Putting It All Together

You can find an example Smart Contract utilizing the items outlined above in the source code of this repo.

Generating Coupons

We're going to generate our coupons in a separate application, securely detached from everything else. You will need a couple of packages installed in your project folder for this.

Set Up The Environment

Open up your terminal and navigate to your preferred project folder. In your terminal, run the following commands:

npm i create-next-app coupon-generator
cd coupon-generator
npm i ethereumjs-util ethers
npm run dev

Open your project in Visual Studio Code (or your preferred IDE)

Add Environment Variables

Create a .env.local file at the root of your project (ensure that your gitignore file ignores .env files - even though you are not intending to release this code to production, it is always a good idea to play it safe!) Add the following variables to your .env.local file:

COUPON_SIGNING_KEY="YOUR_GENERATED_PRIVATE_KEY"
COUPON_PUBLIC_KEY="YOUR_GENERATED_PUBLIC_ADDRESS"

Note: The privateKey generated in our previous step will include a “0x” that needs to be removed in order for it to properly buffer to the expected value (Uint8Array / Length 32).

Upload Coupon Address Lists

We will be using JSON files to load our list of addresses and their associated mint allotments, which will later be converted into coupons.

1. Create a folder called “lib” in the root of your project
2. Create a file called presaleAddressList.json in the new /lib folder
3. Create a file called teamAddressList.json in the new /lib folder
4. Inside each of these files, add the associated list of addresses and their mint allotments with the following structure:

{
    "0xd242F13432452e0A8b02768224b1D35885b4f8B2": 2,
    "0x5700E2AAEB6aE0a0985E94d6505bCC058ebFaA64": 4,
    "0x48fc468c2291badaCd0B46f233a0F3e217b329f9": 1,
    "0x912f9b9337F84648d08D4399aaF10FafDaC1Fe30": 2
}

Create Folder for Coupons

We will be loading the generated coupons into a dedicated folder for easy access after they have been generated.

Create a folder called “coupons” in the root of your project

Create the Endpoint

We will be creating our coupon generation script as an API endpoint in our NextJS project. While we will not be setting this up as a true API with all of the bells and whistles, setting it up this way allows the option to expand on how you implement and work with coupon generation (e.g., creating a full blown UI/UX for generating the random wallet, uploading address list data, and more dynamic handling of all the moving pieces from a single application page).

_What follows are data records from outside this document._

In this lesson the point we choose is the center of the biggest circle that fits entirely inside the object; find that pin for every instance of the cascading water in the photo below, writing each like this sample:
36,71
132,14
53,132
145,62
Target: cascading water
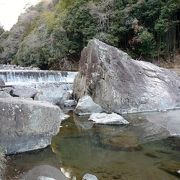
36,76
50,85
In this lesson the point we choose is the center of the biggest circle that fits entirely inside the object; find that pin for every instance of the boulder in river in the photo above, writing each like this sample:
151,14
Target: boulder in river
2,163
120,84
104,118
27,125
89,177
87,106
2,83
4,94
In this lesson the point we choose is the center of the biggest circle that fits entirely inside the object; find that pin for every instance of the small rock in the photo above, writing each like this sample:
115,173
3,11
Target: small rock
87,106
45,178
4,94
89,177
104,118
125,142
70,103
2,83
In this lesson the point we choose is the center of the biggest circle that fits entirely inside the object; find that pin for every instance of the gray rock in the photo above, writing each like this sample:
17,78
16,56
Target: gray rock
22,91
4,94
27,125
44,172
52,93
2,163
2,83
123,85
87,106
89,177
104,118
70,103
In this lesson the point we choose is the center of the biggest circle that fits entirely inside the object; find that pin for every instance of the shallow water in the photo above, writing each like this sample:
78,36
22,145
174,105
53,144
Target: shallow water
142,150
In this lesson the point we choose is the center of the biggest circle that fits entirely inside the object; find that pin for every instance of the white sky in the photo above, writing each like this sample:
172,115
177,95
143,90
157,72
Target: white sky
11,9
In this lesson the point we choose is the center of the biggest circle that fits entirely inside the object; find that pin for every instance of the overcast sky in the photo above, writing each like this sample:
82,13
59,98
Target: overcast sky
11,9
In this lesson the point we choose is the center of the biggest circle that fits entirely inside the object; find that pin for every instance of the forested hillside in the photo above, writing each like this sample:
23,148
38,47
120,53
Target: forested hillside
51,35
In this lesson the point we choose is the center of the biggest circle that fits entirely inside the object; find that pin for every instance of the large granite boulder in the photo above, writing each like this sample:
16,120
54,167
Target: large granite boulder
27,125
123,85
87,106
2,83
104,118
2,163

Create a retrieveCoupons.js file inside the /api folder of your project Import the following functionality from our installed packages at the top of this file:

import { keccak256, toBuffer, ecsign, bufferToHex } from 'ethereumjs-util';
import { ethers } from 'ethers';
const fs = require('fs')

Add an exported default handler function - the rest of our code will be added inside of this function:

export default function handler(req, res) {

}

Let’s start by setting a “type” variable that we’ll expect to receive as a query parameter for our endpoint (allowing us to generate the coupons of the appropriate coupon type). We’ll also add two conditional checks to ensure the query parameter has been correctly sent with the API request:

let {type} = req.query
if (type === undefined){
    res.status(400).json({message:'Error: Invalid Request - "type" is a required parameter'})
    return
}
if (type !== "presale" && type !== "team"){
    res.status(400).json({message:'Error: Invalid Request - valid "type" values are "presale" and "team"'})
    return
}  

Next, we’ll add an empty object variable which is where we will ultimately load all of our coupons:

let coupons = {};

Next, import the private key of our randomly generated signing wallet from the environment variables, using the Buffer utility function to convert the string to a buffered hex value:

const signerPvtKeyString = process.env.COUPON_SIGNING_KEY || "";
const signerPvtKey = Buffer.from(signerPvtKeyString, "hex");

Now let’s import the address lists, using a switch statement to import the correct address list file associated with the coupon type received by the type param:

let addressList
    switch(type) {
        case "presale":
            addressList = require('/lib/presaleAddressList.json')
            break;
        case "team":
            addressList = require('/lib/teamAddressList.json')
            break;
}

Next, we need to create an object variable to replicate the structure of the enum Coupon variable we added to our smart contract. Important: enumerated variables in Solidity are translated to numbers with an index of 0, so it is extremely important that the structure of this variable match our smart contract enum variable exactly:

const CouponTypeEnum = {
    Presale: 0,
    Team: 1
}

Next, we are going to create some helper functions that will be used inside of the generateCoupons() function we will be creating later.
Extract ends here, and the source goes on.